125 (b) Chico é incapaz de acumular novas informações sobre o referente de seu arquivo. Uma vez que ele é incapaz de adquirir informações novas sobre o suposto referente, também é incapaz de acumular informações novas sobre ele. Não importa o quanto o universo envelheça, ou o quanto Chico estude, ele jamais será capaz de acumular qualquer coisa nova em seu arquivo.

(c) Em certo sentido, Chico é incapaz de ensinar a alguém sobre o referente de seu arquivo. Se assumirmos que Chico é capaz de se referir a alguém, então talvez ele possa nos ensinar que este alguém é um homem. Mas dado que ele é incapaz de adquirir e acumular novas informações em seu arquivo, isto será o máximo que poderá ensinar.

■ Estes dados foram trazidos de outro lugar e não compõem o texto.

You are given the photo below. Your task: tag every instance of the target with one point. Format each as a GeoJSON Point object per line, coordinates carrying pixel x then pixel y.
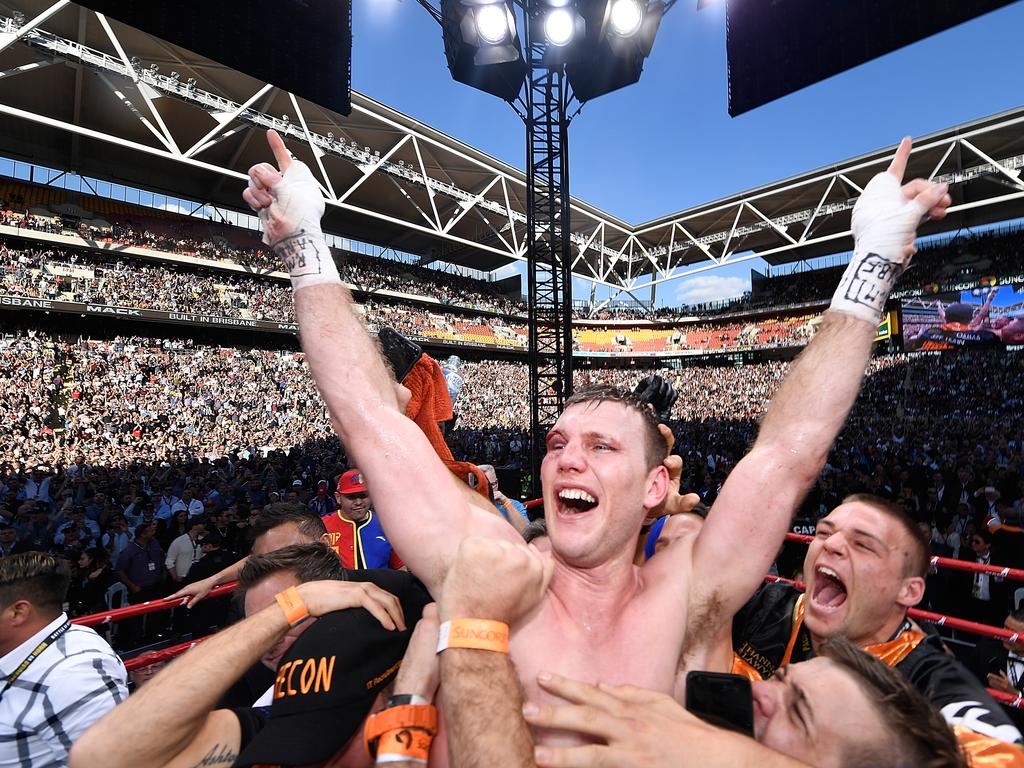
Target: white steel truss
{"type": "Point", "coordinates": [468, 202]}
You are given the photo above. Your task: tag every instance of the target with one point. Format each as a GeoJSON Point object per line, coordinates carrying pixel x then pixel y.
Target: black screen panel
{"type": "Point", "coordinates": [302, 46]}
{"type": "Point", "coordinates": [776, 47]}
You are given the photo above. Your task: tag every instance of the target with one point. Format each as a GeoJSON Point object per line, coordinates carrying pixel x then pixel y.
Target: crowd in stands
{"type": "Point", "coordinates": [101, 438]}
{"type": "Point", "coordinates": [963, 258]}
{"type": "Point", "coordinates": [231, 245]}
{"type": "Point", "coordinates": [133, 401]}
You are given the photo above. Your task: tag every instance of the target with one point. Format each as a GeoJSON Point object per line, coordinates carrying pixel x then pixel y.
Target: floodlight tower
{"type": "Point", "coordinates": [570, 50]}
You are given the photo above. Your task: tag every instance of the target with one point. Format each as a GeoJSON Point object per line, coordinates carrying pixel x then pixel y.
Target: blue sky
{"type": "Point", "coordinates": [668, 142]}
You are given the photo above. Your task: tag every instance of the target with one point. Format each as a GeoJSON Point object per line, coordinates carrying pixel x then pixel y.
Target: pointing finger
{"type": "Point", "coordinates": [281, 154]}
{"type": "Point", "coordinates": [931, 199]}
{"type": "Point", "coordinates": [898, 166]}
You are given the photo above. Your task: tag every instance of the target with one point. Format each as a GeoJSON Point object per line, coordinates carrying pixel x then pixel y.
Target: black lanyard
{"type": "Point", "coordinates": [43, 645]}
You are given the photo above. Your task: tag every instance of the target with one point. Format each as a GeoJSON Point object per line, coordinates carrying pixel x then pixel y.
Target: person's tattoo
{"type": "Point", "coordinates": [868, 283]}
{"type": "Point", "coordinates": [218, 755]}
{"type": "Point", "coordinates": [300, 253]}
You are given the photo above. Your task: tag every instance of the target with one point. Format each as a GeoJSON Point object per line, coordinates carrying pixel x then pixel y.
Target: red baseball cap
{"type": "Point", "coordinates": [352, 482]}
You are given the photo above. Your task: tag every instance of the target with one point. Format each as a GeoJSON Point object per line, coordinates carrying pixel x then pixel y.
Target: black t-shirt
{"type": "Point", "coordinates": [761, 633]}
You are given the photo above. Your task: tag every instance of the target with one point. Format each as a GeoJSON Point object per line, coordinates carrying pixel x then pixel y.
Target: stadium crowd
{"type": "Point", "coordinates": [136, 410]}
{"type": "Point", "coordinates": [367, 273]}
{"type": "Point", "coordinates": [138, 461]}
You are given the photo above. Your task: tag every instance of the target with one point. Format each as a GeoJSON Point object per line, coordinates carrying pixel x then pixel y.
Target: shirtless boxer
{"type": "Point", "coordinates": [602, 474]}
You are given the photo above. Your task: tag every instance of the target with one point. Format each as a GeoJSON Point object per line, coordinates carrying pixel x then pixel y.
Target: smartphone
{"type": "Point", "coordinates": [399, 351]}
{"type": "Point", "coordinates": [721, 699]}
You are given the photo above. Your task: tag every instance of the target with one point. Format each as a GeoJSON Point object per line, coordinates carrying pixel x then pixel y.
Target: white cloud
{"type": "Point", "coordinates": [710, 288]}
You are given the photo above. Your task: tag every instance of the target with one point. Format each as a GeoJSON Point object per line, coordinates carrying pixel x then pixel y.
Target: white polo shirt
{"type": "Point", "coordinates": [71, 684]}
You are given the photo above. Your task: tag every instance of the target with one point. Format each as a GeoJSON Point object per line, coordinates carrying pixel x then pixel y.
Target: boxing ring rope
{"type": "Point", "coordinates": [164, 654]}
{"type": "Point", "coordinates": [1015, 574]}
{"type": "Point", "coordinates": [995, 633]}
{"type": "Point", "coordinates": [150, 606]}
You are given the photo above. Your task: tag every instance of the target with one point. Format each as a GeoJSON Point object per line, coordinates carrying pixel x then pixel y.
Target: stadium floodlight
{"type": "Point", "coordinates": [626, 17]}
{"type": "Point", "coordinates": [494, 24]}
{"type": "Point", "coordinates": [559, 27]}
{"type": "Point", "coordinates": [482, 46]}
{"type": "Point", "coordinates": [620, 36]}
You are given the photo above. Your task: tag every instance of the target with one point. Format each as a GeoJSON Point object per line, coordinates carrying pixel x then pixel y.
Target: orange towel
{"type": "Point", "coordinates": [429, 404]}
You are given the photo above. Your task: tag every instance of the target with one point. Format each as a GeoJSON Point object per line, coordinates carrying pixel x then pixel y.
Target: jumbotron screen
{"type": "Point", "coordinates": [977, 318]}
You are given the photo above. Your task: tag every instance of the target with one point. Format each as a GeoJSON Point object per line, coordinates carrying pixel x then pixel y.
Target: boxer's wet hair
{"type": "Point", "coordinates": [918, 735]}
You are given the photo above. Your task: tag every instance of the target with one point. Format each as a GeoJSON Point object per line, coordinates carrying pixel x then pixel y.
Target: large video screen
{"type": "Point", "coordinates": [978, 318]}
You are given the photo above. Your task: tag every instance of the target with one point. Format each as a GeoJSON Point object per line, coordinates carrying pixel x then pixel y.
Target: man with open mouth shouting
{"type": "Point", "coordinates": [864, 569]}
{"type": "Point", "coordinates": [603, 617]}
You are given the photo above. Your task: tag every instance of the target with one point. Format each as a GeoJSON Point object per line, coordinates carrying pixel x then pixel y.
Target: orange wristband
{"type": "Point", "coordinates": [291, 602]}
{"type": "Point", "coordinates": [481, 634]}
{"type": "Point", "coordinates": [404, 744]}
{"type": "Point", "coordinates": [403, 730]}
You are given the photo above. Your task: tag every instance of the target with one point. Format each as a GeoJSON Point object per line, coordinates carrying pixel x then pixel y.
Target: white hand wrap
{"type": "Point", "coordinates": [300, 207]}
{"type": "Point", "coordinates": [884, 223]}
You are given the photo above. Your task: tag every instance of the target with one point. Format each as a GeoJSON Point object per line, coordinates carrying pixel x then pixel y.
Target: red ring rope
{"type": "Point", "coordinates": [150, 606]}
{"type": "Point", "coordinates": [995, 633]}
{"type": "Point", "coordinates": [164, 654]}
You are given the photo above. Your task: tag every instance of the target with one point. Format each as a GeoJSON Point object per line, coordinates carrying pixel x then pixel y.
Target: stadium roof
{"type": "Point", "coordinates": [78, 91]}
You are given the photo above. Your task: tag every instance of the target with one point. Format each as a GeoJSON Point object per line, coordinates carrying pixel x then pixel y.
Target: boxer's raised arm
{"type": "Point", "coordinates": [415, 495]}
{"type": "Point", "coordinates": [748, 522]}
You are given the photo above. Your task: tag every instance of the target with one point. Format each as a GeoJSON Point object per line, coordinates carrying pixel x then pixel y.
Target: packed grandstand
{"type": "Point", "coordinates": [105, 417]}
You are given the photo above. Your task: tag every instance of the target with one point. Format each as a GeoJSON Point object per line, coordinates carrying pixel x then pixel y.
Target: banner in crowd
{"type": "Point", "coordinates": [187, 318]}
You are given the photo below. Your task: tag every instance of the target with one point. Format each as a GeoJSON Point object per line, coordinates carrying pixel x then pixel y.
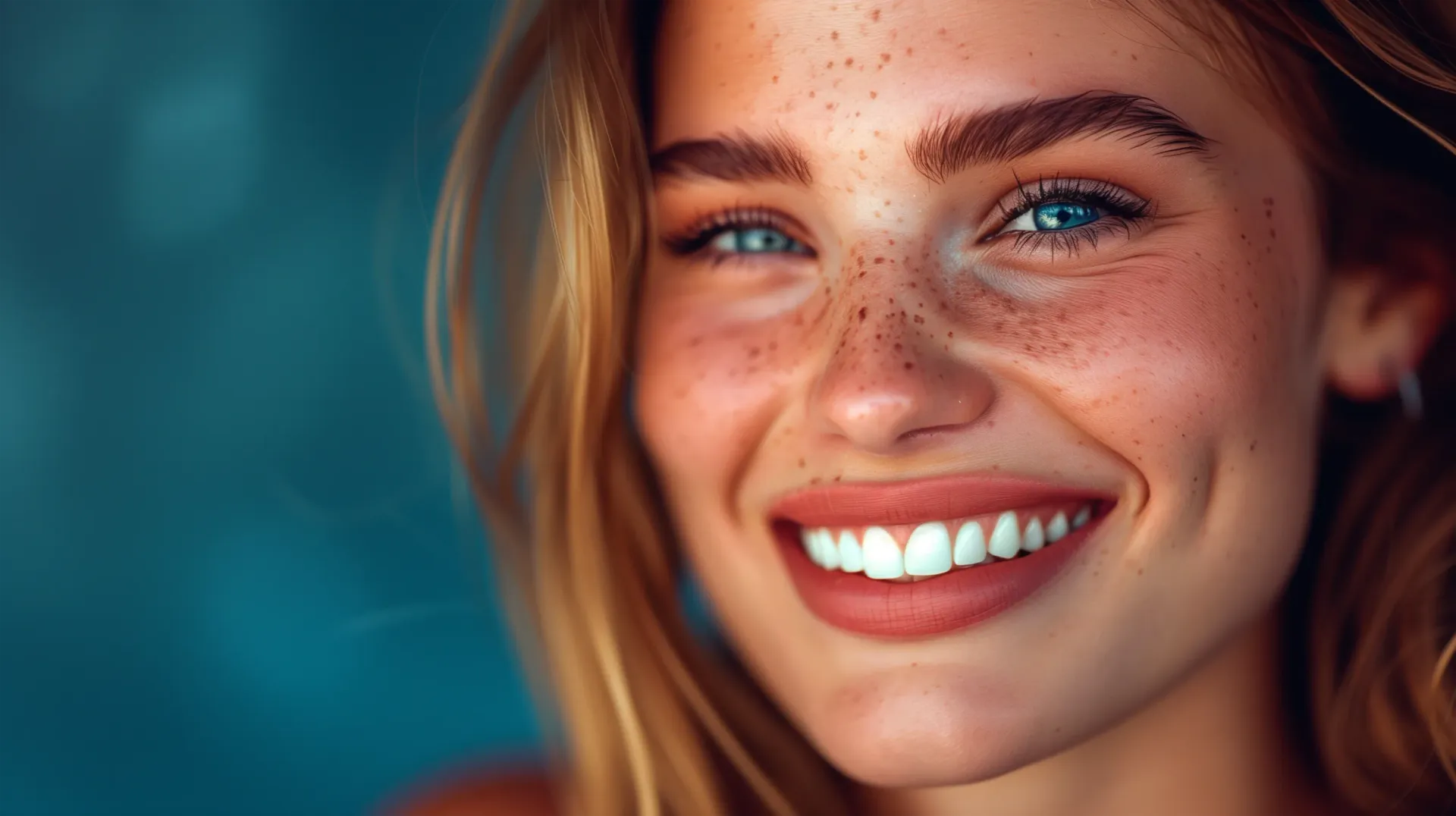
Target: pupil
{"type": "Point", "coordinates": [1063, 216]}
{"type": "Point", "coordinates": [761, 240]}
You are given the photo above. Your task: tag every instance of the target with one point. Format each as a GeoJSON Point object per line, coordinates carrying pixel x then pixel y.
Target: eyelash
{"type": "Point", "coordinates": [696, 238]}
{"type": "Point", "coordinates": [1122, 213]}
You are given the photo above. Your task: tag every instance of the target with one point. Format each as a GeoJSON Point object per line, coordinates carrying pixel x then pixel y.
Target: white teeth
{"type": "Point", "coordinates": [929, 550]}
{"type": "Point", "coordinates": [1034, 538]}
{"type": "Point", "coordinates": [820, 545]}
{"type": "Point", "coordinates": [1084, 516]}
{"type": "Point", "coordinates": [1057, 528]}
{"type": "Point", "coordinates": [829, 550]}
{"type": "Point", "coordinates": [881, 554]}
{"type": "Point", "coordinates": [1006, 537]}
{"type": "Point", "coordinates": [928, 553]}
{"type": "Point", "coordinates": [970, 545]}
{"type": "Point", "coordinates": [851, 558]}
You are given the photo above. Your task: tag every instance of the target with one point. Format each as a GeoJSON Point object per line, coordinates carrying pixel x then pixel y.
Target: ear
{"type": "Point", "coordinates": [1379, 325]}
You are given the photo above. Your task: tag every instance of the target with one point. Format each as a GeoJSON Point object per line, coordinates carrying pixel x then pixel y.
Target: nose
{"type": "Point", "coordinates": [892, 381]}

Mas as coisas ainda pioram.

Mesmo a habilidade de Chico de ensinar que Sócrates é um homem é limitada em um sentido especial. Chico não é capaz de indicar sobre quem é o seu arquivo, ela não consegue indicar se é sobre o filósofo grego, o jogador do Corinthians, seu vizinho ou qualquer outra pessoa chamada “Sócrates” de quem o marcador “é um homem” seja difundido. Por esta razão, nenhum ouvinte estará justificado em somar a informação (supostamente) ensinada por Chico às informações que já possui sobre qualquer outro indivíduo. Chico é incapaz de fazer com que qualquer pessoa aumente seu conhecimento sobre qualquer indivíduo a quem já é capaz de se referir. Importante: este não é um estado momentâneo, mas o estado no qual ele permaneceria mesmo que tivesse vida eterna e passasse ela inteira estudando.

Espero que (a)-(c) forneçam ao leitor uma imagem do quão dramática seria a situação de Chico caso o material identificador possuído por ele fosse demasiado pobre. Isto aponta para o seguinte: existe uma conexão íntima entre a riqueza do material identificador de um consumidor de um nome e a capacidade do mesmo de adquirir, acumular e transmitir informações sobre o objeto nomeado. O esboço de explicação apresentado acima reconhece isto na medida em que aceita que é precisamente a posse de um material identificador suficientemente rico que fornece ao consumidor a habilidade de se referir, e consequentemente de transmitir, adquirir e acumular informações sobre o referente do nome. Basta comparar o que Chico podia fazer em nosso primeiro exemplo, quando seu material era suficientemente rico, com o que ele podia fazer no segundo.